A la mañana siguiente.
Al amanecer, todos los escándalos de la familia Maldonado inundaban las redes sociales.
Desplazaron a cualquier celebridad y ocuparon los diez primeros lugares en las tendencias.
[¡Impactante! ¡M&R Global anuncia públicamente la cancelación de todos sus contratos con el Consorcio Maldonado!]
[¿Informes financieros alterados? ¡El Grupo Maldonado al borde de la quiebra!]
[¡La esposa del presidente del Grupo Maldonado lleva una semana en prisión!]
[¡La heredera de los Maldonado fue abofeteada anoche y podría quedar desfigurada!]
[¿Se cancela el compromiso matrimonial entre las familias Mota y Maldonado?]
[¡El Grupo Maldonado aún le debe 80 millones de pesos a la genio musical Roxana!]
[¡Distribuidores cancelan pedidos! ¡El Grupo Maldonado enfrenta demandas millonarias!]
[¡Al borde de la quiebra! ¡Cientos de empleados exigen sus salarios atrasados!]
En cuestión de horas, todas las empresas afiliadas comenzaron a desvincularse del Grupo Maldonado, emitiendo comunicados de prensa negando cualquier relación con ellos.
A tan solo ocho horas del anuncio de M&R Global, el imperio de los Maldonado estaba a punto de desaparecer, abandonado por todos.
¡Ricardo Maldonado estaba al borde de la locura!
Y, para empeorar las cosas, Alcira estaba histérica en el hospital porque su rostro corría el riesgo de quedar con cicatrices.
Después de destrozar todo a su alcance en la habitación, empujó con violencia al doctor que intentaba curarla.
—¡Largo de aquí! ¡Son una bola de inútiles! ¡Ni siquiera pueden curar un par de rasguños! ¡Y dicen ser el mejor hospital de Puerto Esperanza!
—Señorita, por favor, cálmese.
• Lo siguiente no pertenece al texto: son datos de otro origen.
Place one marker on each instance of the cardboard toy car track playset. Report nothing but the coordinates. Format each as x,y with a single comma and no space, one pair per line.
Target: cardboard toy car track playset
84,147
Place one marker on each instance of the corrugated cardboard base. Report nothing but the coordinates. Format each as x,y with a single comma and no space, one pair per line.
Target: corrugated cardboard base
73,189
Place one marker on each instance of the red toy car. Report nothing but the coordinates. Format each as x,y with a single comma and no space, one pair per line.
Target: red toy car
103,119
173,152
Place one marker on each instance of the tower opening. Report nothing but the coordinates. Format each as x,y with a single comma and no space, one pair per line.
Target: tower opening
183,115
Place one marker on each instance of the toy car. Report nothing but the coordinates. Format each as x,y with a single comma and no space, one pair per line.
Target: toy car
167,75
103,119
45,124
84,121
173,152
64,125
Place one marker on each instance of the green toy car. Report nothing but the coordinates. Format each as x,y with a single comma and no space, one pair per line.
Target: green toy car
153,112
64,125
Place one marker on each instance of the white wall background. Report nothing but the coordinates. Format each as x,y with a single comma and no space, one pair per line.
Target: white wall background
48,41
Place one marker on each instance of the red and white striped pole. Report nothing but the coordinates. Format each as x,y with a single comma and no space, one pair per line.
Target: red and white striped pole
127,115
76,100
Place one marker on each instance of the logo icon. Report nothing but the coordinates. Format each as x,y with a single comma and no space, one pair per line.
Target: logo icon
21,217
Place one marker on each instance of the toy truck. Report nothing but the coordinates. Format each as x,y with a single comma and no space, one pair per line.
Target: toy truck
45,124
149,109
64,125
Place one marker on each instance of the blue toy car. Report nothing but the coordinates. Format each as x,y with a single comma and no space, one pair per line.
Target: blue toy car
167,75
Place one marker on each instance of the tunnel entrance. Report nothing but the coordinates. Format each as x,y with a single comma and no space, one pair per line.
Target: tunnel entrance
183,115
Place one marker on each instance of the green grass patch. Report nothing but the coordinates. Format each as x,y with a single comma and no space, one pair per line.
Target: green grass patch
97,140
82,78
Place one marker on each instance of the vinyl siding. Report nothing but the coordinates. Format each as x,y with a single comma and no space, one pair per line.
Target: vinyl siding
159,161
Si sigue haciendo movimientos tan bruscos, las heridas de su rostro podrían volver a abrirse y las cicatrices serán permanentes —advirtió el doctor, tratando de mantener la ética profesional a pesar del maltrato.
—¡Lárgate! —gritó ella, agarrando una silla dispuesta a lanzársela.
Pero segundos después, lo soltó con expresión derrotada.
Se dejó caer en la cama, llorando desconsoladamente.
—Vete, Cristián. Ya te había dicho que no era digna de ti, y ahora que mi cara está arruinada, mucho menos. Yo solo me reuní con la señora Sarmiento para que me ayudara a sacar a mi hermana, no sabía lo que pasaría después y vino a atacarme.
»Fue mi culpa por querer conseguirte los productos de los Sarmiento sin avisarte. Terminé metiéndote en problemas.
»Lo siento tanto... Te prometo que nunca más tomaré decisiones por mi cuenta. Vete, por favor. No me tengas lástima.
»A partir de hoy, nuestros caminos se separan. No nos volvamos a ver.
Ese era exactamente el pensamiento que Cristián tenía en mente momentos atrás. Ni en capacidad ni en apariencia, Alcira podía compararse con Roxana.
Sin embargo, al escucharla culparse y pedirle que la dejara, sintió que el corazón se le encogía.
A pesar de ser imprudente, ella lo amaba profundamente, y eso la hacía superior a la arrogante de Roxana.